11.522: UIS Research Seminar (Fall
2009) – Project Update - Shan Jiang
Estimating Activity Destinations at
Disaggregated Level: Towards an Activity-Based Approach
Purpose of Study
This research proposes to develop
and analyze data fusion and data mining methods that use such data to calibrate
models of urban activity that can substitute for traditional Trip Generation
and Trip Distribution steps in the FSM at more disaggregated level. The
methods will be developed and illustrated by using Boston Metropolitan Area,
MA, as an example, and applied to its counterpart of a Portuguese metropolitan
area, Lisbon, after testing the reliability and robustness of the
methods.
Data Sources
Data sources include land use,
derived 'point of interest' information, road networks, high resolution
orthophotos, and proprietary databases of destinations for model validation
(such as Info USA data for Boston Metro Area).
Proposed Methods
Machine Learning Approach
Machine Learning
method will be applied to train the algorithms to capture useful information
from the Internet to match with the aggregated data sources to generate
disaggregated destination measures at the parcel level or high resolution grid
cell level (see Figure 1) with our research collaborators.
The challenging
part of this approach is to develop a method to ground truth the derived POI
with observed population destination to test and calibrate the algorithms. The following steps will be implemented
and tuned based on the performance of the implementation results:
1)
Develop a
structure/framework for activity classifications which can be useful for travel
demand modeling, based on the North American Industry Classification
System (NAICS)
standards.
2)
Prepare disaggregated and
aggregated destination information (including categories, and number of
activities within each category) based on the previously defined activity classification
framework.
3)
Develop an algorithm that can
capture the differences between the derived POI and the observed destinations
and guide new search of POIs so as to diminish the gaps. It’s an iterative
process until the gaps converge to a certain point (say 1% differences compared
with the population destinations).
4)
Derived disaggregated destination
layers are ready to feed into other transportation models.

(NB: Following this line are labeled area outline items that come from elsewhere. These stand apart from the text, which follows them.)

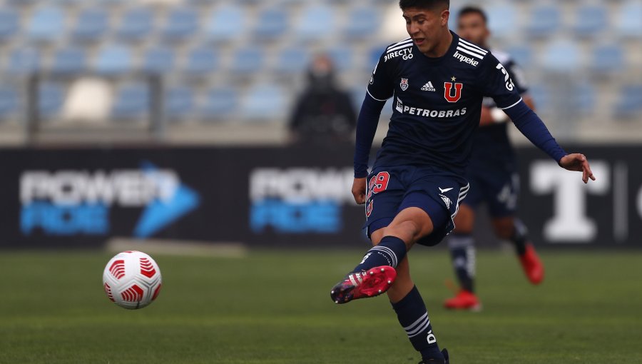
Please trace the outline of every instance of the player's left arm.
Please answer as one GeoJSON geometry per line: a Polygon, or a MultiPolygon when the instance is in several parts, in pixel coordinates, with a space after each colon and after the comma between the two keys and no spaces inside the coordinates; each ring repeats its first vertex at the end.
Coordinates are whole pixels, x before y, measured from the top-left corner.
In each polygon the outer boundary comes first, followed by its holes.
{"type": "Polygon", "coordinates": [[[482,67],[481,79],[484,95],[491,96],[497,107],[513,121],[515,126],[534,145],[544,151],[569,171],[582,172],[582,181],[595,180],[586,157],[581,153],[568,154],[557,143],[539,116],[520,96],[510,74],[492,55],[488,54],[479,65],[482,67]]]}

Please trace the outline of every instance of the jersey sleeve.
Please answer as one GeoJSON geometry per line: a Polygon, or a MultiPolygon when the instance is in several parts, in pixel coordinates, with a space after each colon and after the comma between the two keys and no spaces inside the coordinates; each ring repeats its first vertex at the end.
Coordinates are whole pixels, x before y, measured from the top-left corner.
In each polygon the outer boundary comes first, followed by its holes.
{"type": "Polygon", "coordinates": [[[521,100],[511,74],[494,56],[487,54],[479,66],[482,92],[491,97],[498,108],[509,108],[521,100]]]}
{"type": "Polygon", "coordinates": [[[368,84],[368,95],[377,101],[384,101],[392,97],[394,92],[392,78],[389,75],[388,64],[386,64],[384,56],[382,54],[372,71],[372,76],[368,84]]]}

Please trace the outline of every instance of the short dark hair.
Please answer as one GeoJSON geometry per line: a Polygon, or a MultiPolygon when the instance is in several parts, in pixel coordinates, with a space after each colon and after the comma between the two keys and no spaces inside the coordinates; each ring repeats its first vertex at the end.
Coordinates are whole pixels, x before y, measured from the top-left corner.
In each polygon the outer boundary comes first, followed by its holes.
{"type": "Polygon", "coordinates": [[[444,5],[450,9],[450,0],[399,0],[399,7],[402,10],[408,8],[433,9],[437,5],[444,5]]]}
{"type": "Polygon", "coordinates": [[[457,13],[457,19],[464,16],[464,15],[468,15],[469,14],[477,14],[482,16],[482,19],[484,19],[484,23],[488,23],[488,16],[486,16],[486,12],[482,9],[482,8],[478,6],[464,6],[459,10],[459,12],[457,13]]]}

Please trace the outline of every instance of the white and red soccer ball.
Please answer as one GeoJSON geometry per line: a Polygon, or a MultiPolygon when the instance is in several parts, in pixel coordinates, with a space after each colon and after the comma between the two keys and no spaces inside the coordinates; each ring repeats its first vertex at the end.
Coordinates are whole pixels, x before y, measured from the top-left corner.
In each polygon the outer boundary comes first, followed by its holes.
{"type": "Polygon", "coordinates": [[[105,266],[103,287],[107,297],[124,308],[149,305],[160,290],[160,270],[147,254],[127,251],[116,255],[105,266]]]}

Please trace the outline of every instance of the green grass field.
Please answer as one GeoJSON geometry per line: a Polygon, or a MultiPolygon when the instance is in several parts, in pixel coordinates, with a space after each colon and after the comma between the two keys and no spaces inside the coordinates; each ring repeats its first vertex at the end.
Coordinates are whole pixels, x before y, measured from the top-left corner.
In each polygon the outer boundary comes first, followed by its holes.
{"type": "MultiPolygon", "coordinates": [[[[158,256],[160,295],[131,311],[103,292],[111,254],[2,252],[0,363],[416,363],[385,296],[331,302],[360,255],[158,256]]],[[[482,252],[480,313],[442,308],[447,252],[410,257],[454,364],[642,363],[642,252],[546,253],[539,287],[511,254],[482,252]]]]}

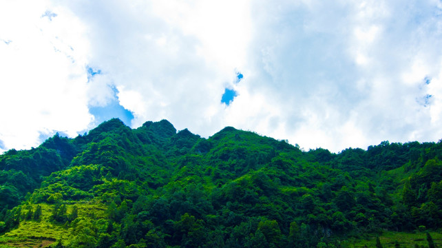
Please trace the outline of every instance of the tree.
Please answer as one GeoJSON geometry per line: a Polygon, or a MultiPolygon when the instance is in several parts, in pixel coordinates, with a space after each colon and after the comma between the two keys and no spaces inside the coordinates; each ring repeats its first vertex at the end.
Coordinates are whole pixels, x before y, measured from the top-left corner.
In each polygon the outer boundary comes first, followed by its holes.
{"type": "Polygon", "coordinates": [[[428,242],[428,248],[435,248],[436,246],[434,245],[434,242],[433,241],[433,238],[431,237],[431,235],[430,235],[430,233],[427,233],[427,241],[428,242]]]}
{"type": "Polygon", "coordinates": [[[382,245],[381,245],[381,240],[379,237],[376,237],[376,248],[383,248],[382,245]]]}
{"type": "Polygon", "coordinates": [[[72,210],[67,216],[67,220],[72,221],[78,217],[78,208],[76,205],[72,206],[72,210]]]}
{"type": "Polygon", "coordinates": [[[34,212],[34,216],[32,216],[32,219],[34,220],[39,220],[40,216],[41,216],[41,206],[38,205],[36,208],[35,209],[35,211],[34,212]]]}

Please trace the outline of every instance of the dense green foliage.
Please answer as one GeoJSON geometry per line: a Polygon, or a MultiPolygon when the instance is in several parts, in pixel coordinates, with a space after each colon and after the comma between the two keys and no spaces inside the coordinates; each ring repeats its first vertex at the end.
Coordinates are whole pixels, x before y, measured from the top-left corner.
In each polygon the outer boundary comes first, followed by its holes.
{"type": "Polygon", "coordinates": [[[206,139],[112,119],[0,156],[0,233],[48,221],[68,234],[54,247],[339,247],[440,228],[441,156],[441,142],[333,154],[230,127],[206,139]]]}

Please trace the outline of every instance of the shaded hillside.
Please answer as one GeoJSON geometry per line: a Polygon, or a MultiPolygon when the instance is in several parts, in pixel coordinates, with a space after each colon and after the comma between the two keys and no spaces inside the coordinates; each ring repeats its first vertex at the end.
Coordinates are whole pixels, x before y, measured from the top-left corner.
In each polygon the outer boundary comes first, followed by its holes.
{"type": "Polygon", "coordinates": [[[165,120],[112,119],[0,156],[0,247],[332,247],[435,230],[441,156],[441,142],[333,154],[231,127],[204,138],[165,120]],[[43,226],[53,231],[32,231],[43,226]]]}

Figure 1: Illustration of the Data
Mining Structure
Non-parametric Estimation Approach
One of the disadvantages of the machine
learning approach to derive disaggregated destination information is its
limitation of deriving other relative information, such as number of jobs
associated with the destinations, which are important parameters for
transportation demand modeling. It is usually limited due to online data
availability.
Non-parametric estimation approach
may have some advantages on this aspect. By using sample disaggregated data,
and aggregated data, we plan to derive an intermediate level of data, which
will be useful for activity based transportation modeling, and other policy
analysis at the micro-scale.
Potential Applications
1.
By
utilizing disaggregated measures of urban activity destinations, urban
transportation demand models can improve by revealing urban activity more
realistically than the traditional aggregated measures (such as using
Transportation Analysis Zones as analysis units), since aggregated geographic
analysis units lose heterogeneity of urban activities.
Independent
variable:
·
Disaggregated
measures of urban activity destinations
·
Other
variables in the traditional four-step model of transportation demand modeling
o
Land
Use
o
Population
o
Road
Network
o
Travel
Survey
Dependent
variable
·
Travel
time for peak hours (for home based work trip)
In contrast, an
aggregated measure of activity destinations will be applied to the same model,
so as to compare the two different measures.
Model
Traditional
Transportation Demand Modeling of the Four-Step Model will be applied.
2.
Utilizing
the disaggregated measures of activity destinations will enable us to improve
urban growth management policy making. (An example will be given to illustrate
the idea, though the applications will not be limited to only such cases). By
using models developed in the previous example, we will develop different
policy scenarios to test sensitivity of the different measures of urban
activity destinations in repose to policy changes.
One
example is to test “Urban Renew Policy” in Lisbon. In the “Urban Renew Policy”
scenario, we imagine that small businesses are brought to downtown Lisbon due
to certain policy incentives. We will test the accessibility changes in this
scenario by using different measures of activity destinations.
Independent
variable:
·
Disaggregated
measures urban activity destinations
·
Other
variables in the traditional four-step model of transportation demand modeling
o Land Use
o Population
o Road Network
o Travel
Survey
Dependent
variable
·
Accessibility
measurement
(which is a function of the activity destinations and transportation
infrastructure and services)
In contrast, an
aggregated measure of activity destinations will be applied to the same model,
so as to compare the two different measures.
References:
The North American Industry Classification System
(NAICS): http://www.census.gov/eos/www/naics/
Scott, D. 1992 Multivariate
density estimation: theory, practice, and visualization. New York : Wiley, c1992.
Duda, R., Hart,P., and Stork,D., Pattern
Classification (2nd edition) , JohnWiley and Sons, 2001